Conclusion : Pour des historien·ne·s, la période 1848-1870 constitue une étape de la transition
démocratique en France.
Cela paraît paradoxal si l’on considère la façon dont les promesses démocratiques en germe dans
la révolution de février 1848 ont été gelées, d’abord, par l’exclusion des femmes du droit de vote,
puis par les restrictions des libertés de la presse, de réunion et d’association après juin 1848 suivie
de celle du droit de vote avec la loi du 31 mai 1850 (1/3 du corps électoral privé du droit de vote)
au nom de la défense d’un ordre social conservateur et enfin par le coup d’État du 2 décembre 1851
qui met en place un régime autoritaire de type césarien.

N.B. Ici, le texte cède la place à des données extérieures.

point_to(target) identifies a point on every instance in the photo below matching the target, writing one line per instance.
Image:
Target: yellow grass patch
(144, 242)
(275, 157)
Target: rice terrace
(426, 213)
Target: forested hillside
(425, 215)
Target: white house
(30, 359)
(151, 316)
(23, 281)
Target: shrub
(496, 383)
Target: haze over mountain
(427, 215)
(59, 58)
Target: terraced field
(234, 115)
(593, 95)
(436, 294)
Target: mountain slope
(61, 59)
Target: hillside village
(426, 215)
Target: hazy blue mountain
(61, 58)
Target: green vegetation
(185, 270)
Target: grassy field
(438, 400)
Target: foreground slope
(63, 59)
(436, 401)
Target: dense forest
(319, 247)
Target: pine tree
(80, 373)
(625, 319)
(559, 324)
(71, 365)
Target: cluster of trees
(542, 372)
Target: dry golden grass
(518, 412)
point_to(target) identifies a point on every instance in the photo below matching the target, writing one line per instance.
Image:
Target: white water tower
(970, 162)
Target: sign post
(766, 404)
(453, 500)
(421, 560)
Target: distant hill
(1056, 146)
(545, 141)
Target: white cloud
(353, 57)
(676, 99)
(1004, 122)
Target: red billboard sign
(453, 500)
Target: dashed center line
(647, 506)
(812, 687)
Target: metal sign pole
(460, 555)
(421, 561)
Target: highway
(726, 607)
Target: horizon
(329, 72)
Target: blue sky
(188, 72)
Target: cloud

Mais cela paraît pertinent si l’on met en relief le fait que se réalisent entre des cultures politiques
auparavant inconciliables, celle des républicains démocrates modérés, d’un côté, et celle des
monarchistes libéraux et conservateurs, de l’autre, des convergences autour des valeurs et des
Thème 2 : La difficile entrée dans l’âge démocratique (1848-1870)
principes d’une démocratie représentative et parlementaire, comme moyen de régler
pacifiquement les différents politiques et sociaux par une compétition électorale. La revendication
de cette dernière est opposée aussi bien à ceux qui promeuvent la démocratie directe et sociale à
l’instar des ouvriers et des socialistes que ceux qui défendent, face, au risque révolutionnaire et
contre-révolutionnaire, un autoritarisme de type césarien. Les élites libérales et conservatrices,
longtemps acquises au principe du suffrage censitaire, se convertissent, en effet, durant la
période, aux vertus du suffrage universel masculin car, tout à tour, grâce notamment à l’adhésion
que suscitent leurs idées et leurs politiques auprès des masses paysannes et d’une grande partie de
la bourgeoisie, unies par les peur des « rouges », elles y ont puisé une légitimité nouvelle tandis que
s’expérimentent et s’enracinent une pratique et culture électorales dans le peuple. Ce consensus
autour du suffrage universel masculin va de pair avec la revendication commune à ces différentes
cultures politiques durant la période d’un renforcement des pouvoirs du Parlement perçues
comme l’institution légitimement dépositaire de la souveraineté nationale.